What are the odds? I know that they are not good for me, since I am hopeless at sensing market mood swings or momentum shifts. The answer may be different for you, but if you do trade, I hope that your timing is impeccable and that you are not operating under any delusions of caring about value.
In the valuation process, you are trying to assess the value of Twitter as a business. In making this assessment, there are three key estimates that will drive your value:
- Potential revenues: While Twitter generated only $543 million in revenues in the most recent 12 months of its existence, the company has two key components working in its favor. It has more than 235 million users, some more active than others, giving it a reach and visibility that is difficult to match. The second is that the company is entering an online advertising market that is growing fast, often at the expense of old-time media advertising. In 2013, the online advertising market generated $117 billion in revenue and could potentially grow to be $200 billion or larger in the next decade.

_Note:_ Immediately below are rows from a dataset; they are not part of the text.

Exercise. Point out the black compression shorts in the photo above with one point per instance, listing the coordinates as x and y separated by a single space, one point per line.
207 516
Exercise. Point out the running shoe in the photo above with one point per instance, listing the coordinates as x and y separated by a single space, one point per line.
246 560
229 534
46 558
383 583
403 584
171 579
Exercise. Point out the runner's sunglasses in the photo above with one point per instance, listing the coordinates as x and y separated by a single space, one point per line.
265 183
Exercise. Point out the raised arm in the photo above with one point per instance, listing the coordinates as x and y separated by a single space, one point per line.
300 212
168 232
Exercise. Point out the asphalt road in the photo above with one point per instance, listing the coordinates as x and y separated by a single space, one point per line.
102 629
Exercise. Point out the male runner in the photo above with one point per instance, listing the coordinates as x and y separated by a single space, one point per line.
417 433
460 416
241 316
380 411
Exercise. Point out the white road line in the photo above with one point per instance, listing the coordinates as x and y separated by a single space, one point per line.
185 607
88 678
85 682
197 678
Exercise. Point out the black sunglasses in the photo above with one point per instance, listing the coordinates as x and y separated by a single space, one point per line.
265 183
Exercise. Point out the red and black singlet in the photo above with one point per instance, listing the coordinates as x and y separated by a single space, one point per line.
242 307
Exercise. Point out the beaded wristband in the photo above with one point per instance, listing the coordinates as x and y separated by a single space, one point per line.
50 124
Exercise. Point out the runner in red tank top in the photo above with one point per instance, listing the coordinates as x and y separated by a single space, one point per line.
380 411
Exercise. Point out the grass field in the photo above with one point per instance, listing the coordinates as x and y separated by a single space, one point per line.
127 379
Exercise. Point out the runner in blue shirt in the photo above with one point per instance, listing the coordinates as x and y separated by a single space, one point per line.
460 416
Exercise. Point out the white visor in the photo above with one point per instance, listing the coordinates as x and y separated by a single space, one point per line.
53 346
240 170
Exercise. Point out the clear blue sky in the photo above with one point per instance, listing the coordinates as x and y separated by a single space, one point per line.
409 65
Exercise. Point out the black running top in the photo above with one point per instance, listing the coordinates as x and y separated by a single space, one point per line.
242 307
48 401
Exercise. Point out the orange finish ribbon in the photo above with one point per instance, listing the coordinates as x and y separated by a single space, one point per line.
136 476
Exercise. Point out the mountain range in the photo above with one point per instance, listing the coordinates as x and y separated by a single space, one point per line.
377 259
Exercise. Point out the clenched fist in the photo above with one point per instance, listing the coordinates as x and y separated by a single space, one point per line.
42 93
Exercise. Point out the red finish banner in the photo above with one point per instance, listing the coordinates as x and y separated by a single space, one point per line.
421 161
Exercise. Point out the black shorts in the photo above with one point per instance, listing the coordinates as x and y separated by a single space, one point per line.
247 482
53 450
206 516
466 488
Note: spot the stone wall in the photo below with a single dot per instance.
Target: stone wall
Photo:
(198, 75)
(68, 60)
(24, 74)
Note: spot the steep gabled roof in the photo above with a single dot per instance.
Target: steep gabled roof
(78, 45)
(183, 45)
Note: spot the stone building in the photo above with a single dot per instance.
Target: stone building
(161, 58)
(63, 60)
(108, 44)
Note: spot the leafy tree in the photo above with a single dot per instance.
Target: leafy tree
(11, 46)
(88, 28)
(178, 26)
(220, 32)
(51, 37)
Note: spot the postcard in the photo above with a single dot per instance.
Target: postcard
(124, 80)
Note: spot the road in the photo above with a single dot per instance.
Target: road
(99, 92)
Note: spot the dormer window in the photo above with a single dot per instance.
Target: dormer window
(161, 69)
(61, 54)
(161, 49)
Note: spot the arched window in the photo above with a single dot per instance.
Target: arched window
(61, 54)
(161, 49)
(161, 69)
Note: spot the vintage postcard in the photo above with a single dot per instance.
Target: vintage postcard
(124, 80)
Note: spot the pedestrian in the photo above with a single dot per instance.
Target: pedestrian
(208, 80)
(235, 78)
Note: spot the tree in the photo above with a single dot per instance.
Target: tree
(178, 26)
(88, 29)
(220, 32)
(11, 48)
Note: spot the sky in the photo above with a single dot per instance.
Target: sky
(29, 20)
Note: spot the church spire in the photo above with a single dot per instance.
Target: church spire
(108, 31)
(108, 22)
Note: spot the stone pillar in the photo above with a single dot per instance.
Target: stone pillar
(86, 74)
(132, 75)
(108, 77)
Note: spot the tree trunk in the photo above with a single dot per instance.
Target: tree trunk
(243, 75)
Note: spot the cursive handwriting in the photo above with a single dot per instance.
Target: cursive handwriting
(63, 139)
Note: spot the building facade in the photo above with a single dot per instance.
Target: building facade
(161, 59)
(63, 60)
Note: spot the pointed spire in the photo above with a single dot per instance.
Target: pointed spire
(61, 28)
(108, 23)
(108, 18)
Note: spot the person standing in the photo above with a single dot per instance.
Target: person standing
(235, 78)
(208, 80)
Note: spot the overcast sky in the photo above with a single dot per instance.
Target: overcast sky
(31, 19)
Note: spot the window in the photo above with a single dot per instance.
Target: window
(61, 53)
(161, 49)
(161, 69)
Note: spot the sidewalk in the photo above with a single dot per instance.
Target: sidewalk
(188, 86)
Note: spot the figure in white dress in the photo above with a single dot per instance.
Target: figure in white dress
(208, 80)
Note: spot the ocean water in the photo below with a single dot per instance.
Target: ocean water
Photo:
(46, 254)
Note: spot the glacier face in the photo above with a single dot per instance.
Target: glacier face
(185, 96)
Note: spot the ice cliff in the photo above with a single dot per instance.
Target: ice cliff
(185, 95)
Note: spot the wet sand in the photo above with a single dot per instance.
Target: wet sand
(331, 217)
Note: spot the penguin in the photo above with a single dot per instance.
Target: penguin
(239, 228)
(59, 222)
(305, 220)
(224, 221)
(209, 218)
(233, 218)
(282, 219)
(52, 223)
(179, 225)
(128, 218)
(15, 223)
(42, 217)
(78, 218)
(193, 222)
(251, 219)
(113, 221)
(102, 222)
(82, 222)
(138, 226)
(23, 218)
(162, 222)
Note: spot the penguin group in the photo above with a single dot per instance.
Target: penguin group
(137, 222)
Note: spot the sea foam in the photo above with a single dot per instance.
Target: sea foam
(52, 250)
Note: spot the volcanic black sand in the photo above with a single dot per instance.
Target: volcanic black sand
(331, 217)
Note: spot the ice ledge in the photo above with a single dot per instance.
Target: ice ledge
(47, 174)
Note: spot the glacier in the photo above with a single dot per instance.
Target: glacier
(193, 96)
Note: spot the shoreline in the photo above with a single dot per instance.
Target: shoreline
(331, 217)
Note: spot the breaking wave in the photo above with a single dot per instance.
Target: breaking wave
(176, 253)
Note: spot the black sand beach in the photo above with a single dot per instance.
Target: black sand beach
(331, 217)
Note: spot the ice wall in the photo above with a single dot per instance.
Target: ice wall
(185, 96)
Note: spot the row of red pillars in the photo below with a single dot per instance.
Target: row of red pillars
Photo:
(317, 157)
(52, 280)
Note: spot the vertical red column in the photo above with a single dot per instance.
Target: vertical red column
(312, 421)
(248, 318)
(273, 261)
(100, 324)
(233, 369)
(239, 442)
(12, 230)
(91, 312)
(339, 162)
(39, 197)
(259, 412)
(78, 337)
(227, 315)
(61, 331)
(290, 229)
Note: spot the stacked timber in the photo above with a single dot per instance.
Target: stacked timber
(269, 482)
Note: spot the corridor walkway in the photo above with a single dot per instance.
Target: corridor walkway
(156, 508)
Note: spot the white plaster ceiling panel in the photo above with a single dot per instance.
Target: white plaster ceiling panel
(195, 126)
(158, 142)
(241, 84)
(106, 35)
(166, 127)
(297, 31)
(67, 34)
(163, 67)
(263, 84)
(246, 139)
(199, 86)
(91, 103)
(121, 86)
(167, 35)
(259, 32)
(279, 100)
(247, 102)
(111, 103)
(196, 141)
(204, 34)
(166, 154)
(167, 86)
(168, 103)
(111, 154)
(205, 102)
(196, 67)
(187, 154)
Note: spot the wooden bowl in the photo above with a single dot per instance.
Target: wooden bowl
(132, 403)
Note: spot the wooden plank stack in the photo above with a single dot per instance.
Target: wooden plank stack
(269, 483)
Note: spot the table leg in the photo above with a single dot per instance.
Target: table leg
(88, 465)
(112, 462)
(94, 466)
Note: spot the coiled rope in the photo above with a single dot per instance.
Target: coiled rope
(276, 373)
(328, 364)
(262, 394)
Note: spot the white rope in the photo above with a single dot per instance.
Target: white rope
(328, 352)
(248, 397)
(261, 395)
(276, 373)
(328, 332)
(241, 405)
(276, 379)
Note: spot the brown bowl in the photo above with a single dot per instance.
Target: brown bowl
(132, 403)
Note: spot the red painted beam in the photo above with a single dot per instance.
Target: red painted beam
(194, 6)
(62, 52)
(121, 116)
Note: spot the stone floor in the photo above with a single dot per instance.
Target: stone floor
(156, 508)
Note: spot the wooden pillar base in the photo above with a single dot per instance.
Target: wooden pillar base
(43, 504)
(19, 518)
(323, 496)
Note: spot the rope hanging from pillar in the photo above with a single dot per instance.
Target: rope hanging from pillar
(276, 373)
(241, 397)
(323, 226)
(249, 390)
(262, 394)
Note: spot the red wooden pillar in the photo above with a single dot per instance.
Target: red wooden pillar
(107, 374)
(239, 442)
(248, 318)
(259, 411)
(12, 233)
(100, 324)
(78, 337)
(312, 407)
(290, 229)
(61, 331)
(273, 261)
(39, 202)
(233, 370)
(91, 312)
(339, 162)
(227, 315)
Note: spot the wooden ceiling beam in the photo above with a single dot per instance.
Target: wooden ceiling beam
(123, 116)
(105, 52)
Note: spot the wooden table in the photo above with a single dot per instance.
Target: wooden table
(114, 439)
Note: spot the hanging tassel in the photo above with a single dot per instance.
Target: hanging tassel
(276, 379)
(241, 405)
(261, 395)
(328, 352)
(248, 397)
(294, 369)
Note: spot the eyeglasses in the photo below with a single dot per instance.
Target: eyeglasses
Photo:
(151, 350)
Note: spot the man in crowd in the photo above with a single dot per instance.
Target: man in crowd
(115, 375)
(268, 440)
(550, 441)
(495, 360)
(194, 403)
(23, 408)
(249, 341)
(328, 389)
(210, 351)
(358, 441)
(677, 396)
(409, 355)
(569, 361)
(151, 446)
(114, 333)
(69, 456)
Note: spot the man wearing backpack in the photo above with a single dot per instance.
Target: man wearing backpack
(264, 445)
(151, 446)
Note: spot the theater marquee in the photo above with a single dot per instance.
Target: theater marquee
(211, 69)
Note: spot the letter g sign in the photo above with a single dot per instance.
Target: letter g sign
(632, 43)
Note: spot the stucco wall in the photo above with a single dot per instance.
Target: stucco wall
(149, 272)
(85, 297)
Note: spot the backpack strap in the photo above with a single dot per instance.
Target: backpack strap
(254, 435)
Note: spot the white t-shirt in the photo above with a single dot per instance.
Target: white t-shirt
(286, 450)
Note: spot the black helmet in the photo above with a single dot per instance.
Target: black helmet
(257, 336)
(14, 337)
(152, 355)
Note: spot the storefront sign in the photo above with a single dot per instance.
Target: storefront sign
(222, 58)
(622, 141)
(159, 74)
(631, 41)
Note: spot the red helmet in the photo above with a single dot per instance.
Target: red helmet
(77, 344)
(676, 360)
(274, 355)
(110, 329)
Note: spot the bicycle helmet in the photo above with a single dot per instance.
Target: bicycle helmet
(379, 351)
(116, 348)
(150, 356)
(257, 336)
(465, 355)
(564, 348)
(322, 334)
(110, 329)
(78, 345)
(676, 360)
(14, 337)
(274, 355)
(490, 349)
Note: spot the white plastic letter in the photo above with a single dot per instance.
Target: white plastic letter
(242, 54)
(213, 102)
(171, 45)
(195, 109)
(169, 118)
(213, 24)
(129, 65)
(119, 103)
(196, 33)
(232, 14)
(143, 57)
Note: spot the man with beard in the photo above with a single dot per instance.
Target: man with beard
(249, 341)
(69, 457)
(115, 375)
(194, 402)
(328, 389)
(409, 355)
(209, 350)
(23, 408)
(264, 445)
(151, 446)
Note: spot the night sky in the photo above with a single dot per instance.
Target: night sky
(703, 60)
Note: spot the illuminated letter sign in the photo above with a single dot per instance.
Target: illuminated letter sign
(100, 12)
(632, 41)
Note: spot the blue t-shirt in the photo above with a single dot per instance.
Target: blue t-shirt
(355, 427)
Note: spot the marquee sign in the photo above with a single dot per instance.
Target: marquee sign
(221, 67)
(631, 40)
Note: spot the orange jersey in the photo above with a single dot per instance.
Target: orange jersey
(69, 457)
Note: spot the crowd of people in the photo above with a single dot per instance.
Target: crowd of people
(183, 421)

- Profitability: Twitter reported an operating loss of $135 million in the last year, largely because of R&D expenses incurred during the year. Assuming that Twitter is able to get its users to click on sponsored tweets and generate ad revenues, the company still has to generate profits. While we have no idea what these profit margins will look like a few years from now, Facebook, the company closest to Twitter in its user model (immense user base, focus on advertising revenues), generates a pre-tax operating profit margin of 30 percent.
- Investment requirements: To grow its revenues, Twitter will have to reinvest not only in R&D but also in acquisitions of promising technologies that will allow it to monetize its user base. While Twitter has generated only about $0.50 to $0.60 in revenues for every dollar of investment in the last couple of years, the average for social media companies is closer to 1.40, and that number may rise a little over time, as the companies mature.
My valuation of Twitter yields a value of $18 per share and assumes that revenues will climb to about $11.5 billion in 2023 (giving Twitter about 5 percent to 5.5 percent of the online advertising market then), that the pre-tax operating margin will increase over time to 25 percent (about 5 percent lower than Facebook but about 5 percent higher than Google) and that a dollar in additional capital invested will generate $1.50 in incremental revenues.
To justify the $45 per share, you would need the company to reach much higher. By my calculations, Twitter will have to generate about $32 billion in revenues in 2023, giving it, by my estimate, about 15 percent of the online advertising market in that year.
If you are interested in Twitter as an investment, I think you should make your own judgments about these variables, notwithstanding your uncertainty about the future, and come up with your own estimate of value. Arguing, as some do, that there is too much uncertainty to even try to value companies like Twitter strikes me as an abdication of a fundamental responsibility of investing.
I think Twitter is a good company, with the potential to be a great one, but based on my views of the company, it is not a good investment for me at $27, $35 or $45 a share. There are two potential developments that can change that conclusion. The first is if the company finds a new market to enter or an innovative way to break away from its online advertising competitors, which increases potential revenues and value.
The second and more likely scenario is that the company stumbles in delivering expectations and that the same momentum investors, who bid it up, abandon it in droves, causing its price to collapse. For the moment, I have my popcorn ready and plan to watch the circus. It should be fun!